《完結》アーサ王子の君影草 ~ラインアーサの些かなる悩み事~
 何処までも純真で無防備なスズラン。好意的な相手にそんな事を言われて喜ばない男などいない。これは 〝警備員〟としてのラインアーサに多少は好意を持っていると捉えて良いのだろうか。

「……スズラン」

 スズランと瞳が合う。一度、瞳を合わせてしまったらもう逸らすことは出来なかった。数刻前、口づけした時の記憶が蘇る。柔らかだった唇の感触……。
 スズランの甘い香りがラインアーサを突き動かす。

「? ……警備さん? あと、わたし。警備さんの名前、知りたいな」

 しかし突然名前を聞かれ、ラインアーサは狼狽えた。

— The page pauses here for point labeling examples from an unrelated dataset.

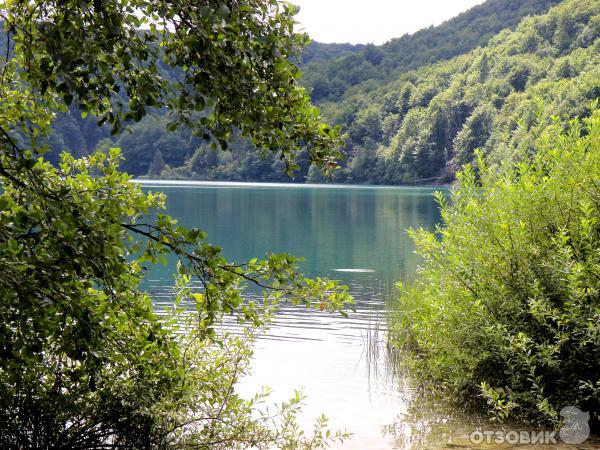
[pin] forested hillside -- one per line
(471, 29)
(424, 125)
(413, 110)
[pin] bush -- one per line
(505, 312)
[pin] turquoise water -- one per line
(355, 234)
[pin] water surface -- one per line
(354, 234)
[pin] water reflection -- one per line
(354, 234)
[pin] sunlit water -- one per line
(354, 234)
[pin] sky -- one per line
(373, 21)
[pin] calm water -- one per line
(354, 234)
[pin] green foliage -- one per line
(108, 59)
(504, 314)
(85, 359)
(426, 124)
(331, 79)
(383, 90)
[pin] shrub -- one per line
(505, 312)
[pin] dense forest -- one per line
(414, 109)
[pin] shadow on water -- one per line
(356, 235)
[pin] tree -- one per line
(157, 165)
(504, 313)
(85, 361)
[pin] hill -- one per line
(414, 111)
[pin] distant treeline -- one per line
(414, 109)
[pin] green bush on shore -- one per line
(505, 313)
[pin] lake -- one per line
(354, 234)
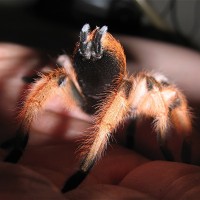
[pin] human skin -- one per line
(51, 156)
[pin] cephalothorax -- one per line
(97, 81)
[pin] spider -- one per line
(98, 82)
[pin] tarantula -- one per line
(97, 81)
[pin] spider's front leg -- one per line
(56, 82)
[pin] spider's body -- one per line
(93, 74)
(100, 85)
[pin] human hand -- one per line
(51, 157)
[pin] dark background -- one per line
(53, 26)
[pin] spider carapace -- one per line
(97, 81)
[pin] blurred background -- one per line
(53, 25)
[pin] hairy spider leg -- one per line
(139, 95)
(181, 118)
(179, 114)
(111, 113)
(55, 82)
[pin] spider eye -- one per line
(91, 49)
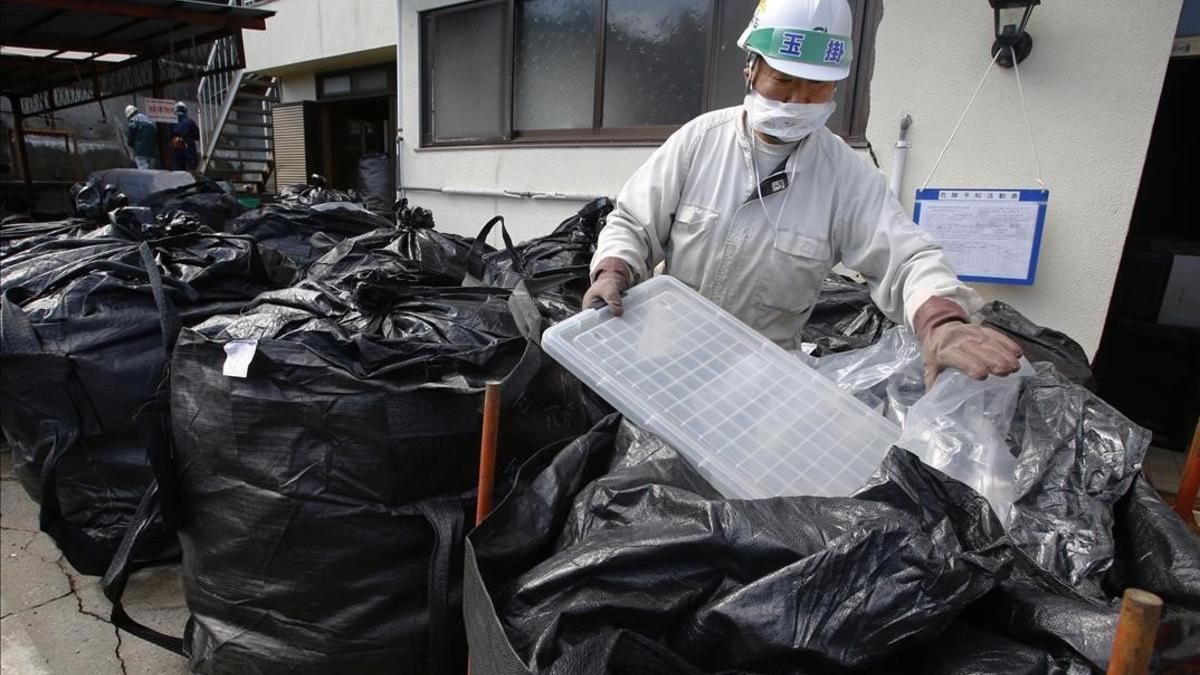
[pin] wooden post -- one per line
(1137, 628)
(487, 451)
(1186, 499)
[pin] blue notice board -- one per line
(991, 236)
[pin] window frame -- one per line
(867, 21)
(353, 73)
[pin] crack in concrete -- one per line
(39, 605)
(75, 591)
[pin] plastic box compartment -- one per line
(751, 418)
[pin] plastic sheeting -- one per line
(21, 237)
(88, 328)
(613, 555)
(846, 320)
(960, 428)
(844, 317)
(317, 191)
(323, 502)
(211, 204)
(377, 181)
(292, 237)
(413, 252)
(138, 184)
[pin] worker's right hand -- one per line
(611, 279)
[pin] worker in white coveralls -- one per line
(753, 205)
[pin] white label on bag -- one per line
(238, 356)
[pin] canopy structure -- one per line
(57, 54)
(60, 53)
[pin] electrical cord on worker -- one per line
(753, 205)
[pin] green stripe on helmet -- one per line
(813, 47)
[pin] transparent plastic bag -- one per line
(887, 376)
(960, 428)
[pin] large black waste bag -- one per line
(563, 254)
(94, 199)
(844, 317)
(1078, 457)
(324, 501)
(592, 544)
(413, 251)
(205, 198)
(1042, 344)
(317, 191)
(292, 237)
(87, 333)
(377, 181)
(17, 238)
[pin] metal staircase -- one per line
(235, 121)
(241, 150)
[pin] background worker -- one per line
(142, 136)
(184, 137)
(753, 205)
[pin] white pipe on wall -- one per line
(901, 156)
(493, 192)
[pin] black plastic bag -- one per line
(844, 317)
(94, 199)
(22, 237)
(413, 252)
(562, 573)
(317, 191)
(323, 503)
(88, 329)
(591, 544)
(564, 255)
(377, 183)
(292, 237)
(213, 205)
(1042, 344)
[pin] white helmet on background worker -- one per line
(805, 39)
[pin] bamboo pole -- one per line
(1186, 499)
(1137, 628)
(487, 451)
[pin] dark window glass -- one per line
(467, 82)
(729, 83)
(598, 70)
(654, 61)
(555, 66)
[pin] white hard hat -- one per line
(807, 39)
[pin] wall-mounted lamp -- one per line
(1012, 17)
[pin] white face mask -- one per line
(786, 121)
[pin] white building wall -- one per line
(1092, 83)
(312, 30)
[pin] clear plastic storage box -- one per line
(751, 418)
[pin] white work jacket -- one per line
(695, 205)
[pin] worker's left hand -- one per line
(975, 350)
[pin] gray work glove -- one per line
(610, 280)
(948, 340)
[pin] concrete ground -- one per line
(55, 622)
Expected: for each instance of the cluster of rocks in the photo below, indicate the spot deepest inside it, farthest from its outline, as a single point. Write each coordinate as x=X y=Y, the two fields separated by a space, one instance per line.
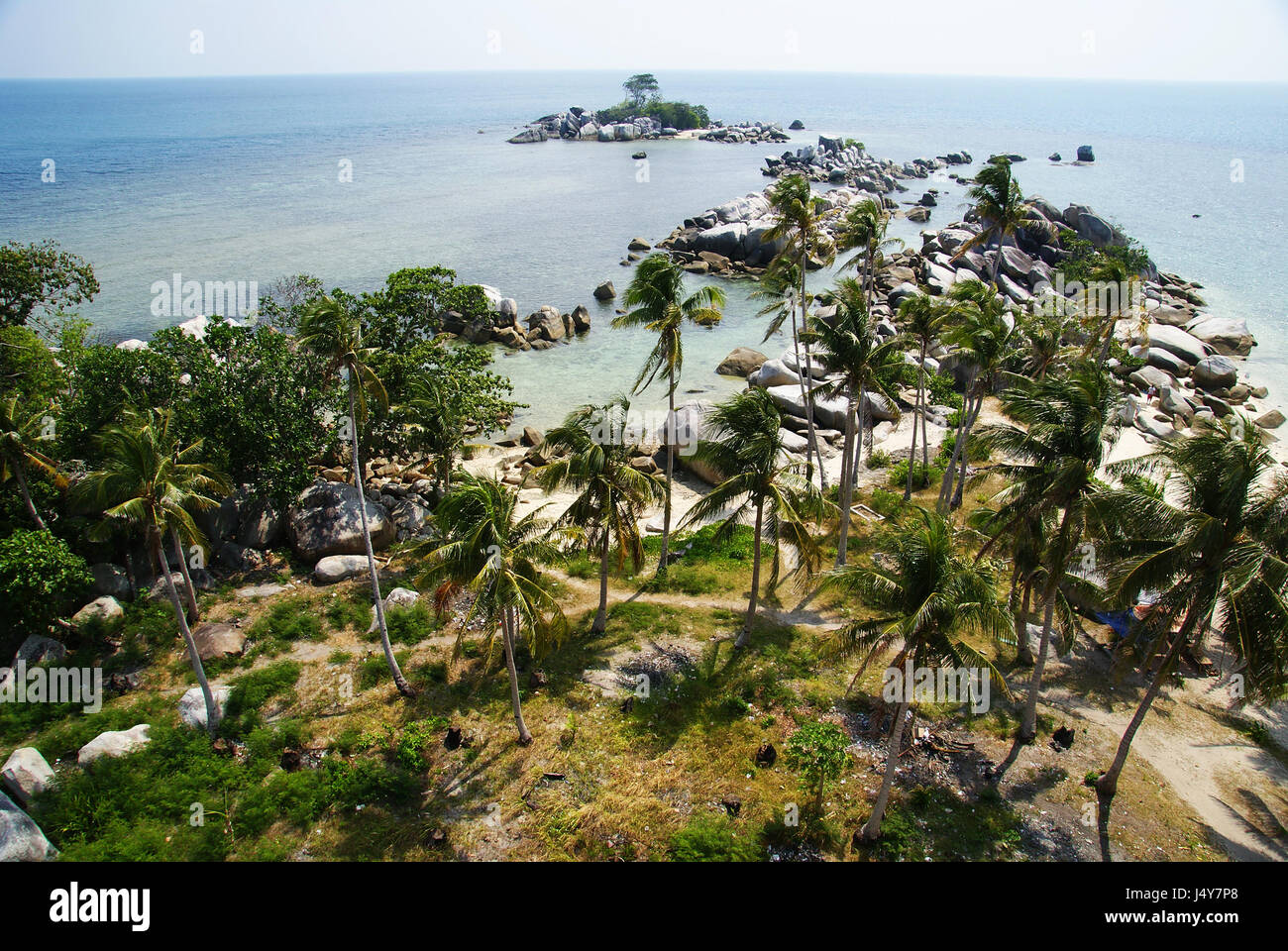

───本名を名乗るか、それとも〝ライア〟だと明かすべきか?
 しかし……。

「……悪いが、警備隊の規則で名は教えられない」

 また咄嗟にそんなありもしない嘘をついた。けれどラインアーサも、もう少しだけ素のままのスズランと話がしたい。だから、本当の名を明かす事は出来なかった。

「そうなの、残念。でも、また会えるなら……」

 スズランは残念そうに俯くも、もう一度ラインアーサの顔を覗き込んできた。何も考えずその顔を見つめていると、やや強めに左腕を引かれる。突然の事に均衡(きんこう)を失いかけてよろめく。